Electricity imported from abroad must be paid for directly in dollars. Additionally, fuel import costs need to be met in dollars. The government is finding it increasingly difficult to cover fuel costs for the new gas or coal-fired power plants being constructed domestically. Despite this, new power plants are still being built. The government has a plan to achieve 60,000 MW of electricity generation under Vision 2041. But is it feasible to ensure the utilization of such a vast amount of electricity?

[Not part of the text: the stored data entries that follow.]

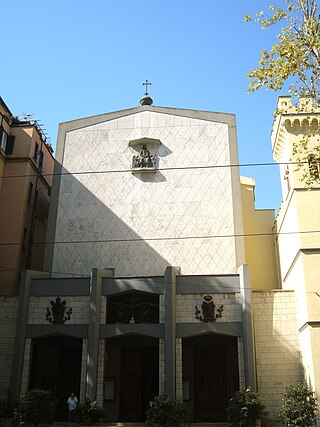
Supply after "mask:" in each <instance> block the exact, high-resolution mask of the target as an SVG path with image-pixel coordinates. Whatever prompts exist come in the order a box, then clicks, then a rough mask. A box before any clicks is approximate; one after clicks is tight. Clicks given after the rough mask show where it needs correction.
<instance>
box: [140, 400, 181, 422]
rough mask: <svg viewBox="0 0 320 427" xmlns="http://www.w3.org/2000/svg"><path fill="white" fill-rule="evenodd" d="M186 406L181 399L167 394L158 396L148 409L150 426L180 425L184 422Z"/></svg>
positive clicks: (147, 419) (148, 416) (147, 412)
mask: <svg viewBox="0 0 320 427" xmlns="http://www.w3.org/2000/svg"><path fill="white" fill-rule="evenodd" d="M185 412H186V408H185V405H184V403H183V402H182V401H181V400H177V399H173V398H171V397H170V396H168V395H167V394H161V395H160V396H156V397H155V398H154V399H153V400H152V401H151V402H150V405H149V409H148V410H147V424H148V425H149V426H150V427H178V426H179V425H180V424H181V423H183V422H184V418H185Z"/></svg>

If we look back at the electricity production and supply in 2009, the country produced 4,000 MW of electricity at that time, with hourly load-shedding indicating a net demand of 8,000 MW. Now, considering this summer's peak demand, even on the day of maximum production at 16,477 MW, there was still at least 1,500 to 2,000 MW of load-shedding. This implies that the net demand for electricity has risen to 18,477 MW over the past 15 years, creating a new demand of 10,477 MW. On average, this amounts to a new annual demand of about 700 MW, although electricity calculations are not that straightforward.

The government asserts that there is a 10% annual increase in electricity demand due to new households, factories, and industries. Hence, it is crucial to increase production accordingly. However, the government has already extended grid electricity to almost all areas, completing this task by 2020. Therefore, future residential demand is unlikely to grow significantly. The remaining sector is industrial; however, it is challenging to create new demand here. Industry owners generally prefer self-generated electricity to run their operations, as they lack confidence in grid electricity. This is not their fault, as grid electricity is unreliable and expensive, leading large industrialists to produce their own electricity using gas from Petrobangla.

Consequently, new power plants might remain idle. Despite multiple discussions between the government and industrialists, no productive outcome has been achieved. No power distribution company has been able to provide uninterrupted electricity to the industries. Due to this, industrial electricity consumption in the country has not increased as expected.

Looking at the power generation regions, there are 36 power plants in the Dhaka region. The latest additions are two large gas-fired power plants: Unique Meghna ghat with 584 MW and Summit Power with 589 MW. Out of the 36 power plants in Dhaka, 18 are gas-fired, 17 run on furnace oil, and one is solar-powered. Four of these plants were rental power plants, which have now been kept under a "no electricity, no payment" condition after their contract expiration. Interestingly, some of these plants previously operated at less than 10% of their capacity annually but are now required to sell at least 20% of their output, thereby increasing the costs within the power generation system.

The total capacity of such plants in the Dhaka division is 400 MW. This situation is not unique to Dhaka but is seen across other regions as well. In Chittagong, there are 23 power plants, with a 100 MW plant operating under the "no electricity, no payment" option. Similarly, in Comilla, there is a 55 MW plant, in Mymensingh a 50 MW plant, in Khulna two plants with a combined capacity of 155 MW, in Barishal a 33 MW plant, and in Rajshahi a 50 MW plant.

Nationwide, with about half of the power plants sitting idle, questions arise about retaining old power plants after their contracts have expired. However, the Power Development Board (PDB) seems indifferent to these concerns, resulting in substantial annual losses for the government. According to the PDB, a subsidy of 400 billion BDT was required last fiscal year. Although the finance division provided this subsidy as a loan, the PDB has never repaid it, marking a significant loss for the government. Therefore, the PDB needs to assess the necessity of power plants before construction; otherwise, the country will face enormous losses from investing in idle power plants.